I think the length of time it took to clear up was what fooled me. If it were a joke I thought it would be over way sooner.


----------



## Paperboy012305 (Apr 2, 2017)

Ooh. The broken collectibles was a setup. You really had me fooled.


----------



## TheMisaMisa (Apr 2, 2017)

Wow I was so fooled omg totally tricked whoa


----------



## Red Cat (Apr 2, 2017)

Fake News


----------



## King Dorado (Apr 2, 2017)

the cherry tree is magnificent!!!

not sure I want the flea.  it's.. a flea...


----------



## Cress (Apr 2, 2017)

But... how are people supposed to see the entire BAN?ZELDA doctrine now?


Spoiler: At least there's photographic evidence of its glory


----------



## Zura (Apr 2, 2017)

Please allow us to both buy more than one and send them to people.


----------



## Nicole. (Apr 2, 2017)

How generous of you. I've always wanted a flea, thanks!


----------



## Locket (Apr 2, 2017)

PuffleKirby21 said:


> But... how are people supposed to see the entire BAN•ZELDA doctrine now?
> 
> 
> Spoiler: At least there's photographic evidence of its glory


but its a broken image 

it's glorious


Vaati said:


> Please allow us to both buy more than one and send them to people.



i agree


----------



## roseflower (Apr 2, 2017)

Wow the cherry tree is beautiful <3 Thanks for the flea


----------



## Zura (Apr 2, 2017)

At least I got a screenshot of the madness here... http://i.imgur.com/ovHTmd8.png


----------



## ZetaFunction (Apr 2, 2017)

that was beautiful

thank you so much for that temporary tbt apocolypse, and the flea

you should let them at least be giftable though


----------



## Alolan_Apples (Apr 2, 2017)

Thank you for fixing the collectibles quick.
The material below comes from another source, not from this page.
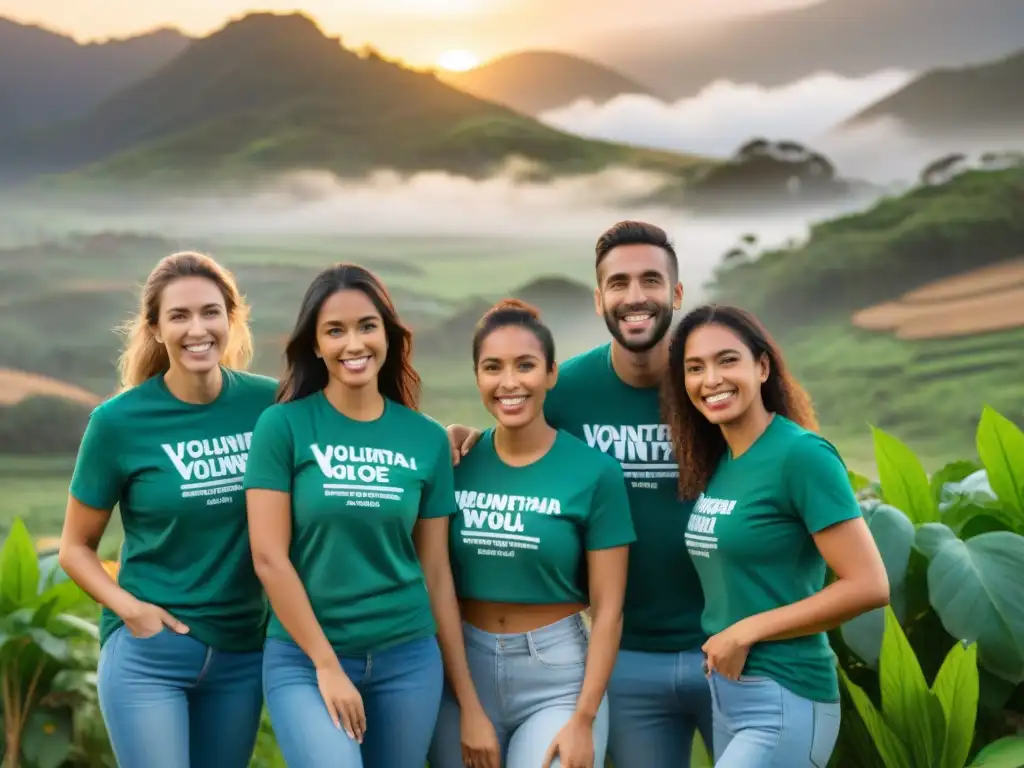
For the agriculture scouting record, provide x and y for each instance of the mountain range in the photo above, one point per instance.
(45, 77)
(271, 92)
(535, 81)
(955, 102)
I never knew it was going to take that short.


----------



## Franny (Apr 2, 2017)

more fleas please


----------



## Aquari (Apr 2, 2017)

aw its unique? whats the point of fleas if you cant spread the plague?


----------



## ZetaFunction (Apr 2, 2017)

also don't know if anyone else is experiencing this but some collectibles still aren't appearing right (ice cream swirls, tasty cakes, mittens)

unless it's just my device


----------



## Jeremy (Apr 2, 2017)

The flea is now giftable, but it will remain unique.  There's a chance we might change this later, but not while it's in the shop.



Lucanosa said:


> also don't know if anyone else is experiencing this but some collectibles still aren't appearing right (ice cream swirls, tasty cakes, mittens)
> 
> unless it's just my device



You may need to hard refresh whenever it tries to load a new image that previously loaded as a broken one on your device.  If you're using a mobile device, a lot of the browsers hard refresh by just refreshing the page twice in a row.


----------



## Zura (Apr 2, 2017)

Jeremy said:


> The flea is now giftable, but it will remain unique.  There's a chance we might change this later, but not while it's in the shop.
> 
> 
> 
> You may need to hard refresh whenever it tries to load a new image that previously loaded as a broken one on your device.  If you're using a mobile device, a lot of the browsers hard refresh by just refreshing the page twice in a row.



Why thank you, I shall spread the infection of flea now


----------



## Araie (Apr 2, 2017)

GG, staff. GG.

By the way, beautiful cherry blossom tree Laudine.


----------



## Locket (Apr 2, 2017)

Vaati said:


> Why thank you, I shall spread the infection of flea now



_itch_


----------



## SensaiGallade (Apr 2, 2017)

Please tell me we're gonna have falling petals at some point of the Cherry Blossom Festival!


----------



## LambdaDelta (Apr 2, 2017)

Jeremy said:


> Always be skeptical about what happens on April 1st!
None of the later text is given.